I have high hopes for the TV series. I’ve heard a rumor that the series is going to be based on Wizard and Glass, which is my favorite of the book series. So if that’s the case, I’m all in. But that’s an almost impossible property to adapt, and having just done Gerald’s Game, I feel confident saying that! I’m still amazed that people would try [adapting] The Dark Tower. It’s like trying to adapt a mountain; I don’t know how you’d approach it.
Having just come off your own challenging adaptation, what’s the secret to getting Stephen King right?
The secret for me, even just as a fan, is to stay as close to the book as you can. Then, when you come up to elements that aren’t easy to translate cinematically, rather than try to reinvent the wheel or take off in some other direction, the best thing you can do is ask yourself, “What was the experience emotionally that I had when I read this? And if I can’t do literally what’s on the page, how can I still protect that emotional experience and be true to the experience of reading it?” That keeps the train on the tracks. The further away you get from the experience of reading the book, the more likely you are to see an adaptation go off the rails.
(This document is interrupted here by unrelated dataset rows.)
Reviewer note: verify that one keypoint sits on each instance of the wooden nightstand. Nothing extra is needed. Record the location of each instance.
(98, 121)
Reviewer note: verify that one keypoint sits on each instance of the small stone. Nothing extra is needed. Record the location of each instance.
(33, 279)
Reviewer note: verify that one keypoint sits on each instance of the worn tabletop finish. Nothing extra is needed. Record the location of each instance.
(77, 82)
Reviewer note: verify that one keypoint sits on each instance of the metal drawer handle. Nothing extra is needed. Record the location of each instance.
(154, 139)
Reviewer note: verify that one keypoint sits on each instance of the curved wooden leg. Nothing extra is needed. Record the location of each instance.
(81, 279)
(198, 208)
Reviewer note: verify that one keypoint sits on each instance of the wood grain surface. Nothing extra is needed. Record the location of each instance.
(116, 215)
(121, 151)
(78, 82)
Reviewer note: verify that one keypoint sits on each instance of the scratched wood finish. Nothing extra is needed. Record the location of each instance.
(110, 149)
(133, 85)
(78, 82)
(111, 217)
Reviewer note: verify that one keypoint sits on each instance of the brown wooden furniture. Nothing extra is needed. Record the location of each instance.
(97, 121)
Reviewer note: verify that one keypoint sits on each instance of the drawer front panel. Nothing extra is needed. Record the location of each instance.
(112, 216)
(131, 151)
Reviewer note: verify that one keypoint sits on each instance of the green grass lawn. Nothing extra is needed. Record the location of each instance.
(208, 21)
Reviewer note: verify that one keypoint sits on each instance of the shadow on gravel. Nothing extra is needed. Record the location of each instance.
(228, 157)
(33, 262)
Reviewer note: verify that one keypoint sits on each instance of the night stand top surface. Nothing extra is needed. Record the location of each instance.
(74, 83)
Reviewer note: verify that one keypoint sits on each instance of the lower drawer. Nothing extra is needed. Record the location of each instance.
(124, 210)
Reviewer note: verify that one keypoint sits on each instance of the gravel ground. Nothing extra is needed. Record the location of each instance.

With that in mind, what was your experience of reading Gerald’s Game for the first time?
I first read it in college when I was 19. I had started reading Stephen King in the fifth grade and declared him my favorite author, so I had been catching up on his stuff for years and finally got to Gerald’s Game. I remember putting the book down and exhaling for a solid minute. It was so visceral; I don’t know that I’ve ever been dive-bombed into the psyche of a character as completely as I was with that book. Outside of all the terrifying stuff, what I thought was incredible about it was what it had to say about survival and female empowerment, as well as the lasting effects that abuse and trauma have on women in particular. I put it down and thought that if someone could re-create the experience I just had reading this on film, what a movie that would be.
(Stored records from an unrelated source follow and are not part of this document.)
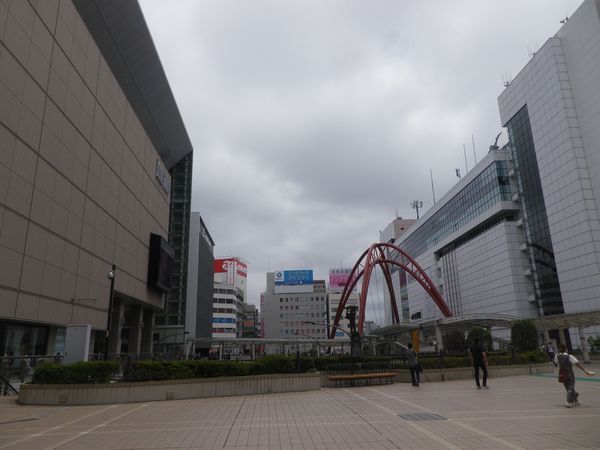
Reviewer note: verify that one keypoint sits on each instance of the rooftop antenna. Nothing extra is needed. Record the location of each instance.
(532, 49)
(416, 204)
(494, 146)
(432, 188)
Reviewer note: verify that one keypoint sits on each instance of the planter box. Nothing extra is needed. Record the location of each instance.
(147, 391)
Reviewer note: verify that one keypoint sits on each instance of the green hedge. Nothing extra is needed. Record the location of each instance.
(77, 373)
(105, 371)
(179, 370)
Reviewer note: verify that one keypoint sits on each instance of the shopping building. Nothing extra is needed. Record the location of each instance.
(90, 140)
(228, 311)
(199, 292)
(294, 305)
(520, 233)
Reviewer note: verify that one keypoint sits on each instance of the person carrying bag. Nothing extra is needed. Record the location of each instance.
(565, 363)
But I also thought it was unfilmable! [Laughs] Still, it wouldn’t leave me alone, and for the next 19 years it kept turning over in my head until I started to see a version I thought would work. I carried the script around in my bag to meetings, and if someone said, “Hey, what’s your dream project?” I’d pull it out. So it’s a real dream come true for me to have made it. I don’t think it would have happened without Netflix taking an interest and Stephen getting behind it.
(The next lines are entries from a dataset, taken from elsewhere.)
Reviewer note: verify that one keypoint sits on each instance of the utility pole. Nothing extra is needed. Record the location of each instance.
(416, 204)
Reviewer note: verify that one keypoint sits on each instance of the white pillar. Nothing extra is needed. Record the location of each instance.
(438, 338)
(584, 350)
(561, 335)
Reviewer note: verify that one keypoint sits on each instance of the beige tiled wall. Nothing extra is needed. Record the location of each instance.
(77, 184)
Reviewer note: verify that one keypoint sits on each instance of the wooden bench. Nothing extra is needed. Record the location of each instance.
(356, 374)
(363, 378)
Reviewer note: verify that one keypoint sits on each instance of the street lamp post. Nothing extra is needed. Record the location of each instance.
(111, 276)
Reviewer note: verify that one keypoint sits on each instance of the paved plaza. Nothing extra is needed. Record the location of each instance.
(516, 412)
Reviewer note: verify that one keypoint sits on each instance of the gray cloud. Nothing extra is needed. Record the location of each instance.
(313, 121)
Let’s talk about some of the changes you did make to the book, starting with the casting of Bruce Greenwood. He’s a very different Gerald than the one described on the page, much more fit and movie star handsome. Reading the book, I pictured someone like John Carroll Lynch in the part.
We talked about him! It’s interesting, the person who first suggested Bruce to me was Stephen King. I had put together a list of actors, whittled it down to a top five, and Bruce was on it. Stephen had worked with Bruce on another project and said, “I would love to see Bruce Greenwood tackle this.” It is very different from the character in the book, but I figured if Stephen was talking him up, he wouldn’t be too upset.
What we liked about having this aggressively masculine Gerald is that it gave us a whole other tone to play with; I thought of him as the failed alpha male. Another important thing to me was that it needed to be someone we realistically believed Carla would marry. In the same way that Forrest Gump is built like a linebacker in the novel, I didn’t think that the physicality of Gerald was the element we needed to be the most faithful to. In the battle of the sexes seen in the movie, [Bruce’s version] made him a much more formidable opponent and a much more meaningful victory for her.